The true economic problem with inflation arises to the extent that it is "unexpected."  Future commitments make assumptions about future economic values, including the "expected" future inflation levels and interest rates.  If these latter two variables prove to be widely different than earlier expectations, there could be real economic dislocation.  Expected and constant inflation poses few problems since contracts can be adjusted to reflect such inflation, but unexpected inflation can be disastrous because it makes so many past decisions look foolish in retrospect.  Resources get consumed in a wasteful manner, if expectations are too far off the mark.

So, keep an eye on inflation indicators.  They could be game changers.

Wednesday, May 10, 2017

Single Family Home Boom Coming

Two factors combine to suggest that a boom may be underway in the single family home market: 1) the tax laws; 2) the massive excess reserves in the commercial banking system.

The tax laws still provide for deductible mortgage interest payments and essentially tax free capital gains on the vast majority of home sales.  No other asset on the planet has that kind of special tax treatment. 

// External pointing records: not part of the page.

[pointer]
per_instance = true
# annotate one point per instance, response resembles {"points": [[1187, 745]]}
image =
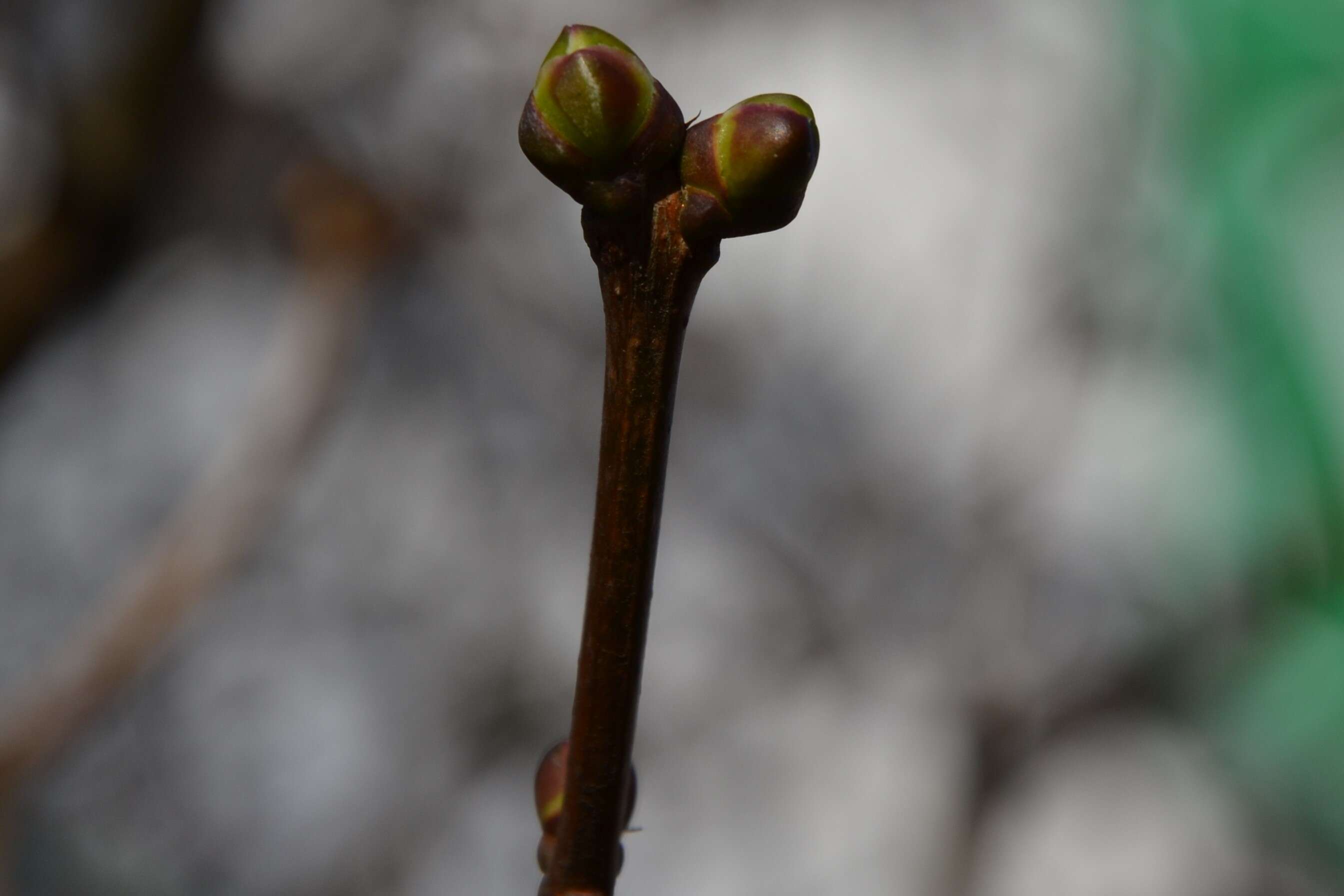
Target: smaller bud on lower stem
{"points": [[746, 171]]}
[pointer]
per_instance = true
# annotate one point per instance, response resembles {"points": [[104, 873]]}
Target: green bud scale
{"points": [[746, 170], [597, 124]]}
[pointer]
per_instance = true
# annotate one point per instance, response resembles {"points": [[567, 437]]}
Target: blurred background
{"points": [[1003, 547]]}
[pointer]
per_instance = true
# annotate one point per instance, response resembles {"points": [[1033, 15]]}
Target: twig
{"points": [[648, 286]]}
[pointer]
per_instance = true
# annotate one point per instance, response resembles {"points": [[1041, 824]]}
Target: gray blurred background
{"points": [[950, 465]]}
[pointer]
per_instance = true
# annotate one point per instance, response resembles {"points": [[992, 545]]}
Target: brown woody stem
{"points": [[650, 277]]}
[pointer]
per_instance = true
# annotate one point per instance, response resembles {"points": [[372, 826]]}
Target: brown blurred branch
{"points": [[339, 234], [110, 138]]}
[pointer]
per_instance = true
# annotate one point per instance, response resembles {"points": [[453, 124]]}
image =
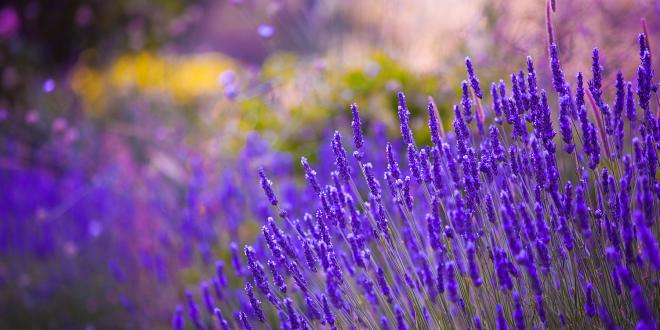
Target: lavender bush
{"points": [[502, 223]]}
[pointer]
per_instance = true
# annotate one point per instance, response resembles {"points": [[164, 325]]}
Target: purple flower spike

Meanwhile, Bernanke's policy of buying over $ 4 trillion in fixed income assets has resulted in over $ 4 trillion of excess reserves in the banking system.  This level of excess reserves would permit a huge expansion in residential mortgage lending without running into reserve or capital limitations.  This is a fuse ready to be lit.

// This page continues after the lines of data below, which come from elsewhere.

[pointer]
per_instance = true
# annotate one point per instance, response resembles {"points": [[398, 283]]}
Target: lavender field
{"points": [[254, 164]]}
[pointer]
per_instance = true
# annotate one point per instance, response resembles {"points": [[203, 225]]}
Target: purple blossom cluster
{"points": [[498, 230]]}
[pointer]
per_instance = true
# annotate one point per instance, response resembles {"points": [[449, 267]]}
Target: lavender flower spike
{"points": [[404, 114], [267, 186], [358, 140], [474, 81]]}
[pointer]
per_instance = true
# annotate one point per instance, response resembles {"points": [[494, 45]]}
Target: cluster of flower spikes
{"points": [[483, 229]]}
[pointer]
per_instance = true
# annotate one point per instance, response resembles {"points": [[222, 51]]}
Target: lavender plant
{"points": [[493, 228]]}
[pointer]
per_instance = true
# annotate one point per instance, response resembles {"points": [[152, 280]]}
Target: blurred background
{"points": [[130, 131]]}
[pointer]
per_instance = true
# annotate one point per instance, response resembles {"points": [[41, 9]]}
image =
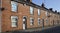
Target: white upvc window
{"points": [[14, 21], [38, 21], [38, 11], [14, 6], [31, 10], [31, 21]]}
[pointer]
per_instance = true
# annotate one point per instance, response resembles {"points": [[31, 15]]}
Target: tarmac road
{"points": [[50, 30]]}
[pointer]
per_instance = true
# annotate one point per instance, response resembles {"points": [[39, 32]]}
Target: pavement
{"points": [[55, 29]]}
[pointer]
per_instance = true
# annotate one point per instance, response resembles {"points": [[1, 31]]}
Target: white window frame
{"points": [[39, 21], [14, 23], [31, 10], [14, 6], [38, 12], [31, 21]]}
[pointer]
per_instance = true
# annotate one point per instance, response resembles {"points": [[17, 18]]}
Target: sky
{"points": [[55, 4]]}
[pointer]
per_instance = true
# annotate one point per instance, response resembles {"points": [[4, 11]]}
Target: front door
{"points": [[43, 23], [24, 22]]}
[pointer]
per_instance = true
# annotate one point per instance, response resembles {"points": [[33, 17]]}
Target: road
{"points": [[50, 30]]}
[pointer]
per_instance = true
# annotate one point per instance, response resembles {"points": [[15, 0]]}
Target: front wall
{"points": [[23, 10]]}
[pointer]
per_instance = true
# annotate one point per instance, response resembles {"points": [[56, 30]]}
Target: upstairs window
{"points": [[31, 10], [38, 11], [31, 21], [14, 6], [14, 21]]}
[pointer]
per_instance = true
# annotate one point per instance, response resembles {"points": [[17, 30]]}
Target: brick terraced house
{"points": [[24, 14]]}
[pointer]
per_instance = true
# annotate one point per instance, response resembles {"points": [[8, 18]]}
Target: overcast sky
{"points": [[55, 4]]}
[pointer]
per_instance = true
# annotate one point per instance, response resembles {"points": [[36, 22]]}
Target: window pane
{"points": [[31, 10], [13, 6]]}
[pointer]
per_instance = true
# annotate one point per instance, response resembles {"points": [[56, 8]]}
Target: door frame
{"points": [[25, 23]]}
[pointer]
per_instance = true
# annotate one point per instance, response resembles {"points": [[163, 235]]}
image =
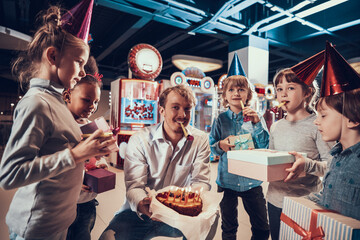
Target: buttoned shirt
{"points": [[228, 123], [152, 161], [341, 190]]}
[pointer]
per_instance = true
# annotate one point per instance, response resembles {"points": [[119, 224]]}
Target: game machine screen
{"points": [[134, 101], [203, 88]]}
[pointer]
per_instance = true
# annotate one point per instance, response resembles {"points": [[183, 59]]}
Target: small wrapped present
{"points": [[100, 180], [302, 219], [242, 142], [261, 164]]}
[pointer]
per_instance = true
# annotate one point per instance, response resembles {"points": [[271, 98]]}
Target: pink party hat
{"points": [[77, 20], [307, 70]]}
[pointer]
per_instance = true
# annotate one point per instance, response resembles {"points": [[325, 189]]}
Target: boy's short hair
{"points": [[236, 81], [182, 90], [345, 103]]}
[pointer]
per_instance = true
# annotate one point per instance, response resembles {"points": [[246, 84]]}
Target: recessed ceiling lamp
{"points": [[204, 64], [13, 40]]}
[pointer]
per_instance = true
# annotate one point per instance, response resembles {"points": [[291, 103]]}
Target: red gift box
{"points": [[100, 180]]}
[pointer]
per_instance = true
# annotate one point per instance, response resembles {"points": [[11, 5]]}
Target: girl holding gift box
{"points": [[239, 119], [43, 157], [82, 102], [338, 120], [296, 132]]}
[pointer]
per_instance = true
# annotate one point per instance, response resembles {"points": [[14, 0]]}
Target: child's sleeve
{"points": [[260, 134], [318, 167], [215, 137], [24, 161]]}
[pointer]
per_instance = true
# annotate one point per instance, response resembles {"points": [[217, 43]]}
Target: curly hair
{"points": [[236, 81], [49, 34]]}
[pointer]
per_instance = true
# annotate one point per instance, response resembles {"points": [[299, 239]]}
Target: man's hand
{"points": [[254, 117], [85, 188], [297, 167], [144, 205], [225, 144]]}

Since 2009, the home owner percentages have fallen, but that may be coming to an end.  There are already signs of booming prices in many residential markets.

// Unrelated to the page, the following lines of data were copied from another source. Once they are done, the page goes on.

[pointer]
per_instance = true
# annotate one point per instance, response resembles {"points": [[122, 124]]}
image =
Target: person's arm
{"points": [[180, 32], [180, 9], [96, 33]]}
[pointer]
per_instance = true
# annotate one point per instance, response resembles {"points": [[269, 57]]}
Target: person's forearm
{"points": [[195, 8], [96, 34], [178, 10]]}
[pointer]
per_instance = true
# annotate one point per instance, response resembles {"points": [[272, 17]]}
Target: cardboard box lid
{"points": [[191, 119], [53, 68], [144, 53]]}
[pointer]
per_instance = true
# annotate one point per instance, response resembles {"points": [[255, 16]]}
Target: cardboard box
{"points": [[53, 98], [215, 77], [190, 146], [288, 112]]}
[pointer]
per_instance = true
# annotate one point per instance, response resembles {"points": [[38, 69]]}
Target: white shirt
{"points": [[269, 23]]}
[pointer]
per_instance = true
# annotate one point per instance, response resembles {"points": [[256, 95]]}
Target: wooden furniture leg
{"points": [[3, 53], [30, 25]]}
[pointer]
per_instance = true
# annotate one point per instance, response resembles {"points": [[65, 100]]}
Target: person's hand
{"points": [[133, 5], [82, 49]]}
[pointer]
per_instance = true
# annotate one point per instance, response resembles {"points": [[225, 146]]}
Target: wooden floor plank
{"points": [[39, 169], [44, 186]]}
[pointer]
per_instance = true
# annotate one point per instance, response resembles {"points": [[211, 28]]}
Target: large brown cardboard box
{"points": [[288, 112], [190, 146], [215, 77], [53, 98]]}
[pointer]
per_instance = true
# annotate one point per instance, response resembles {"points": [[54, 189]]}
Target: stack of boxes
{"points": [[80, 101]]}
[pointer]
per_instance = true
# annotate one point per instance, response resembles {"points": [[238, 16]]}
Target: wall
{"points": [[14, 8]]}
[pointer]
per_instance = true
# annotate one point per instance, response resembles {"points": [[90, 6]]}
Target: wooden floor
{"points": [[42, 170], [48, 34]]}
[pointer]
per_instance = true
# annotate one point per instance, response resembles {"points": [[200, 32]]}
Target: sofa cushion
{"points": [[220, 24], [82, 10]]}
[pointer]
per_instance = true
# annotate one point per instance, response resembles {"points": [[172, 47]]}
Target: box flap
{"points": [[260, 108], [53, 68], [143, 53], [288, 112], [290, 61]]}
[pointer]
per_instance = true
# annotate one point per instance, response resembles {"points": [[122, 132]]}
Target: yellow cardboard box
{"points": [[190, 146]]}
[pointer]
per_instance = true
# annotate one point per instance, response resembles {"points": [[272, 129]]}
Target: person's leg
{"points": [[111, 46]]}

We learned nothing from the pre-2008 real estate boom.  All of the tax bonanzas that led to the boom are still in the tax code and Fannie and Freddie are alive and well.

History will repeat itself in the housing market.

Tuesday, May 9, 2017

What Macron Should Do First

The newly elected French President, Emmanuel Macron, should begin immediately to unwind the European Union's bailout policy for profligate members.  If that isn't done the European Union has no hope of survival.  The EU may have little or no hope anyway, since EU member country debt levels have exploded beyond sustainable levels.

The Greek bailouts are symbolic of an arrogance and a lack of understanding of simple economics that permeates officialdom in the EU.  As long as the EU provides a bailout apparatus, two conclusions follow automatically: 1) There is no incentive for member states to behave in a fiscally sensible manner, since bad behavior is rewarded by a bailout mechanism; 2) Sovereign debt levels will continue to increase with no limits until ultimate disaster occurs.

It is unlikely that Macron will bring sanity to the EU, but hope springs eternal.

Saturday, May 6, 2017

A Textbook Case of Fake News -- Todays NYTimes

In today's NY Times, there is an article in the business section written by Reed Abelson and Katie Thomas that seems to have no other purpose than to deliberately mislead readers.  The headline:  "In Rare Unity, Hospitals, Doctors and Insurers Criticize Health Bill."

That headline would suggest that doctors, as a group, oppose the health care bill that passed the House last week.  As everyone not living in a cave knows, doctors overwhelmingly oppose Obamacare and support the House bill passed last week. 

In an incredible exercise of fake news, the Times' article provides no support at all for the statement that "doctors," acting "in rare unity" are criticizing the health bill.  That statement is nothing more than a deliberate lie.  Isn't that the definition of "fake news"  -- a deliberate lie.

Worse, all this article does is quote two or three insurance industry lobbyists, who see some things they don't like about the House bill.  Jeez, is there anyone on the planet who thinks the House bill is perfect. I don't think a bunch of lobbyists for the insurance industry speak for doctors "in rare unity."

Once again, simply to buttress their own political viewpoint, the Times has deliberately set out to mislead its readers by presenting false and misleading headlines accompanied by an article that has nothing to do with the headline.  That's fake news.